Symptoms, treatment, nursing interventions and medications for rheumatoid arthritis. NCLEX review conference.
Rheumatoid arthritis (RA) is an autoimmune disease that causes inflammation of the joints. It specifically affects the lining of the joint membrane called the synovial membrane. Rheumatoid arthritis can lead to complete bone fusion and severe immobility.
The stages of rheumatoid arthritis include: synovitis, pannus formation and bone ankylosis.
The symptoms of rheumatoid arthritis include: soft, tender, warm, and swollen joints. The patient will feel very tired and will experience fever.
RA affects the same joints bilaterally, therefore it is symmetrical. In addition, stiffness and pain are worse in the mornings (more than 30 minutes or more) or after long periods of inactivity.
Rheumatoid arthritis affects all types of joints. In contrast, osteoarthritis tends to affect joints that support weight.
Most commonly, the fingers and wrist are affected in rheumatoid arthritis, but they can also affect the neck, shoulders, elbows, ankles, knee and feet. RA not only affects the joints but can extend to the heart, skin, eyes, mouth, lungs and cause anemia. In osteoarthritis, the joints are only affected, not the system.

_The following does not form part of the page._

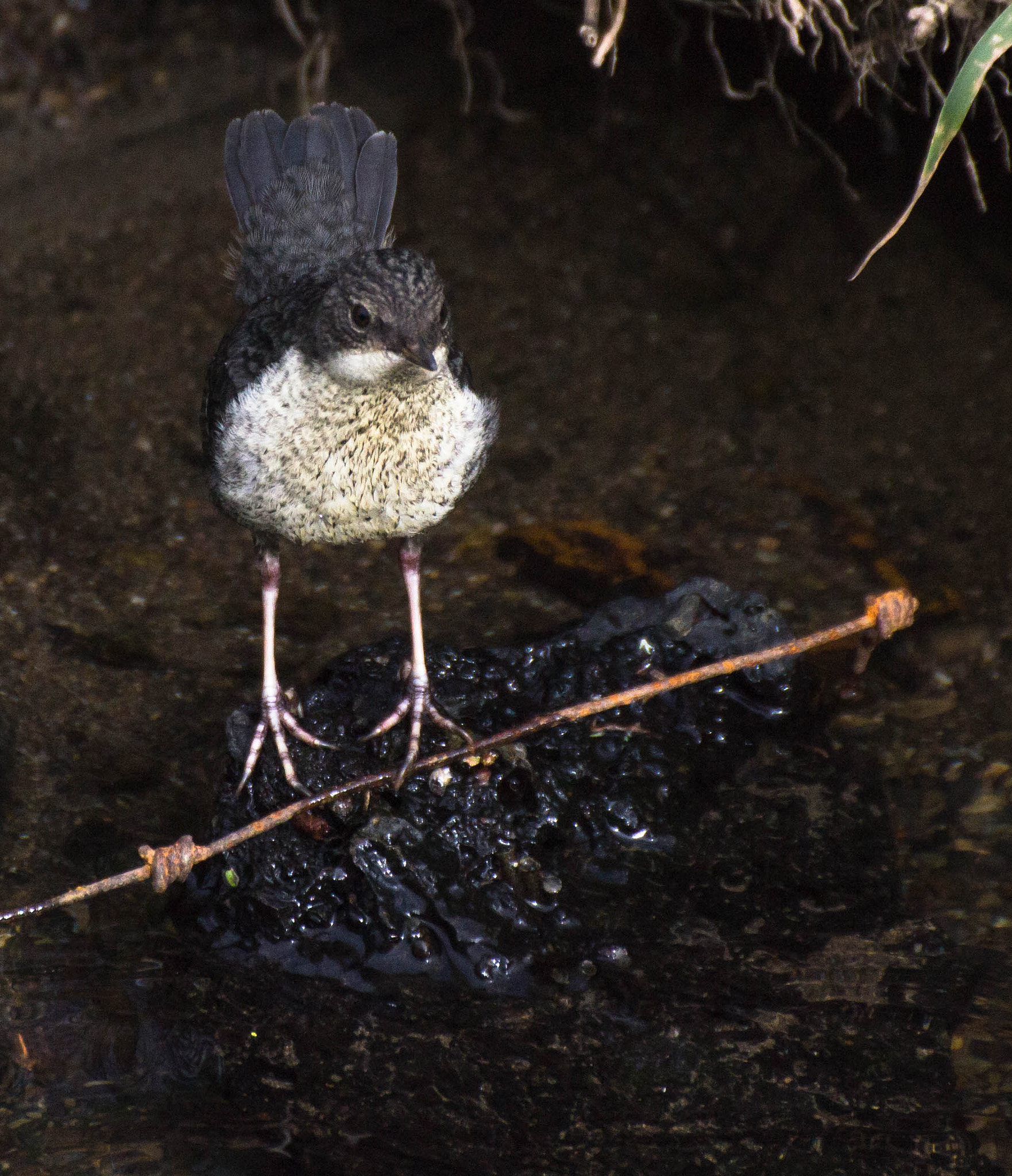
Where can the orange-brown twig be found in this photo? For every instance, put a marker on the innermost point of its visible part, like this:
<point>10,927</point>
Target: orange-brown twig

The treatment of rheumatoid arthritis includes: heat and cold therapy, use of assistive devices, physical exercise (ROM and low impact aerobics) along with plans for rest periods, always resting an inflamed joint, medications: NSAIDs, corticosteroids and DMARD and surgery. There is no cure for RA.
Nursing interventions for rheumatoid arthritis include: pain control, preservation of joints (their function, mobility and how to use assistive devices), education (medications and non-pharmacological treatments), mental state (to treat depression and improve self-esteem, increase energy level, etc.)